About 30 people attended two public open houses held Feb. 12 to discuss District of Clearwater’s five-year financial plan.
General mood at the open houses was friendly and positive, although those attending did ask many questions of the staff and town council members who were present.
Local resident Robert Beaudry asked what was happening with plans to extend the sewer system.
Chief administrative officer Leslie Groulx said the District has a seven-part plan, with the Dutch Lake area having the first priority. Money has been applied for but without success, so far.
A project to construct a septage handling facility next to the sewage lagoons is proceeding, however.
The facility will handle effluent that has been pumped from septic tanks in the area.
At present that effluent is being disposed of in pits at the former Clearwater landfill, but that practice is to end soon.

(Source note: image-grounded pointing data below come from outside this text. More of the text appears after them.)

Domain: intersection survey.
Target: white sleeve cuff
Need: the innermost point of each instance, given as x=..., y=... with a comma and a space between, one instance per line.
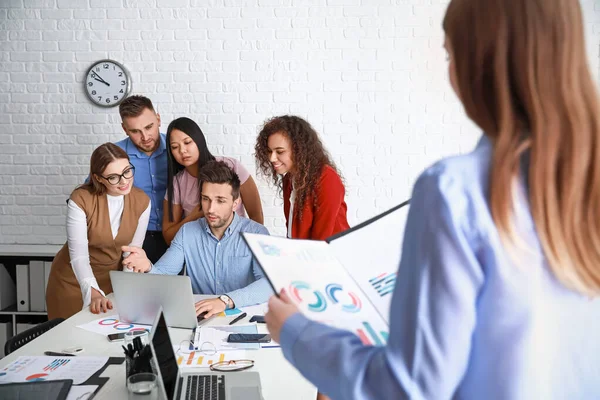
x=86, y=290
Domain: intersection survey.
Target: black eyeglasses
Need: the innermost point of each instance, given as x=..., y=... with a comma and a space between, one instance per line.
x=115, y=179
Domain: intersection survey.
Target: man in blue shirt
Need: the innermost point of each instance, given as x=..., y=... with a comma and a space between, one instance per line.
x=217, y=258
x=147, y=151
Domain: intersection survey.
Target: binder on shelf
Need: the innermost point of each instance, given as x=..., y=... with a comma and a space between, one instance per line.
x=22, y=287
x=22, y=327
x=8, y=291
x=47, y=266
x=37, y=290
x=5, y=334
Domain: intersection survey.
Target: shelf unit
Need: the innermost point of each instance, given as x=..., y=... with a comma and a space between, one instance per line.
x=10, y=257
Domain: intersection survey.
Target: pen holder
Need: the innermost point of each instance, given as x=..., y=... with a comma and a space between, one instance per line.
x=137, y=353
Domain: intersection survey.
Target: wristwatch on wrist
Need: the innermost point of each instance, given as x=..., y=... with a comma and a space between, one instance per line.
x=225, y=299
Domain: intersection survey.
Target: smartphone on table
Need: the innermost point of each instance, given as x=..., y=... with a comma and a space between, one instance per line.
x=249, y=338
x=259, y=319
x=115, y=337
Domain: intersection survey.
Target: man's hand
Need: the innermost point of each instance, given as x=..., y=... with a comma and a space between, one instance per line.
x=99, y=303
x=136, y=260
x=211, y=306
x=280, y=309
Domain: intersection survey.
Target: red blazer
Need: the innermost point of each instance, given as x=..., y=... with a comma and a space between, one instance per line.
x=328, y=217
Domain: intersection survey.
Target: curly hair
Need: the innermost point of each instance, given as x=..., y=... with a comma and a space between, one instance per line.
x=308, y=155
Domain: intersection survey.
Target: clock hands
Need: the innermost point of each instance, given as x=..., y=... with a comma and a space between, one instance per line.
x=96, y=76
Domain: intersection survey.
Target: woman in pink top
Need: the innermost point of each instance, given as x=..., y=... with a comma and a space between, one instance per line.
x=186, y=154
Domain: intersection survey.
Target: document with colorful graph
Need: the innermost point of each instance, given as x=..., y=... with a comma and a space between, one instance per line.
x=319, y=284
x=45, y=368
x=371, y=251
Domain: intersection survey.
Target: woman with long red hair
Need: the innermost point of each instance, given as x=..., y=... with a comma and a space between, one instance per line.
x=497, y=295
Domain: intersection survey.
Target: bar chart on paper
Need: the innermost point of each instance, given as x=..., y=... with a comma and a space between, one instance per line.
x=199, y=359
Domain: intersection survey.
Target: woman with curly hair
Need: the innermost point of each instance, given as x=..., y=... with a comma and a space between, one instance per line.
x=289, y=151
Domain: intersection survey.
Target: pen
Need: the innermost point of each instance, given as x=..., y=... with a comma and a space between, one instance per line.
x=236, y=319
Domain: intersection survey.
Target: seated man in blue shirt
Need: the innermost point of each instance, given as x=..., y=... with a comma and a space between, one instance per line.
x=217, y=258
x=147, y=152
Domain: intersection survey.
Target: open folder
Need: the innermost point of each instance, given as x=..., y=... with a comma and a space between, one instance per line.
x=347, y=281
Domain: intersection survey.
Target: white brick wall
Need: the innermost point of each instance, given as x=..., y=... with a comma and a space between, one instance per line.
x=370, y=76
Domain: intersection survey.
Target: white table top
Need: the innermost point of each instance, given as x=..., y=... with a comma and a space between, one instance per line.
x=29, y=250
x=279, y=379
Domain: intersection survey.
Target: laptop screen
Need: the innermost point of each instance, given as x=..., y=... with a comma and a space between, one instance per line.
x=165, y=356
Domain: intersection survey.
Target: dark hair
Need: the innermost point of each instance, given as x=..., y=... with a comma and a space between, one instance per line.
x=219, y=172
x=308, y=155
x=134, y=106
x=190, y=128
x=101, y=157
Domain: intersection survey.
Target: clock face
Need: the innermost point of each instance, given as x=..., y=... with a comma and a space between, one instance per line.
x=107, y=83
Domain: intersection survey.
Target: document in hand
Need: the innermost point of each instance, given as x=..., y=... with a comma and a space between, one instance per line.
x=353, y=294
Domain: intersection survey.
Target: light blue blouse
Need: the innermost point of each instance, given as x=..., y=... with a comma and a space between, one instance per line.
x=468, y=319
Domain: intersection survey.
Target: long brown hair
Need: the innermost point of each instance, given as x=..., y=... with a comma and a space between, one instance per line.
x=308, y=154
x=522, y=76
x=101, y=157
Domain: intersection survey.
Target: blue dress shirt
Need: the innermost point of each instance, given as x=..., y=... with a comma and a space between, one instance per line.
x=469, y=320
x=215, y=266
x=150, y=176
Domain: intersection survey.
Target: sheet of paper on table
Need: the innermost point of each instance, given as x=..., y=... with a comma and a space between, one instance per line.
x=44, y=368
x=111, y=324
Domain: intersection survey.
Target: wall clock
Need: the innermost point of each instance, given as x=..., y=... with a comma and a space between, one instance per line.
x=107, y=83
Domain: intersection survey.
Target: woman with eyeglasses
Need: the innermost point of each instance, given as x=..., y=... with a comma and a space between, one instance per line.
x=103, y=214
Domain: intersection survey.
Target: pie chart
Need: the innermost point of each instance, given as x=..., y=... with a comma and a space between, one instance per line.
x=36, y=377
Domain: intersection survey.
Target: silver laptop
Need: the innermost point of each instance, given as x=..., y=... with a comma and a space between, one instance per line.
x=173, y=384
x=139, y=296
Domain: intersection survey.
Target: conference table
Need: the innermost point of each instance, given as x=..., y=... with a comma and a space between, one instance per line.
x=279, y=380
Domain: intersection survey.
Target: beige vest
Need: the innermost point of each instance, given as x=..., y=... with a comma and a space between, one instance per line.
x=63, y=294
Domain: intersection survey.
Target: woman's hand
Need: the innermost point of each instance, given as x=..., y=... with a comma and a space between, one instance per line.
x=210, y=306
x=280, y=309
x=99, y=303
x=136, y=261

Thompson-Nicola Regional District will build the $1.4 million project, said councillor Jon Kreke, while District of Clearwater will operate it.
The septage treatment facility will be self-funded through user fees, said director of finance Sheila Thiessen.
Local resident John Downey asked if there would be a sani-dump with the septage facility.
Councillor Ken Kjenstad there were no plans for one, but that it could be considered.
Thiessen said they were considering increasing the user fees for sewer and water.
The sewer and water systems are self-funded, said Jon Kreke, but the reserves are not increasing fast enough.
Ken Kjenstad the District needs to be careful with user fees. If set too high, people just won’t use the service provided.
Goldie Krawec asked how much use is being made of the new columbarium at Clearwater’s cemetery.
Thiessen said there have been some urns containing people’s ashes put in the structure, but not a lot.
She noted that the municipality is updating its cemetery bylaw, which it inherited from the improvement district.
Kjenstad noted that there is a big cost associated with a burial, especially in winter.
Jon Kreke noted that the District is looking into drilling a new well, probably to be located near the one in Reg Small Park.
The existing well in Reg Small Park is the municipality’s primary source of water, he said. It was drilled 30 years ago and not properly installed at the time. Now it is nearing the end of its life.
Two major problems with the well are it fluctuates with the water level in the river, plus there is no backup power.
Cost of a new well would be about $2.5 million, which they hope of offset with grants.
Ken Kjenstad said the biggest reason for the proposed 9.5 per cent tax increase was the District’s taking over road maintenance last September.
“We’re using some money from surplus to lessen the increase, but we’ve got to leave some for a rainy day,” said Kjenstad.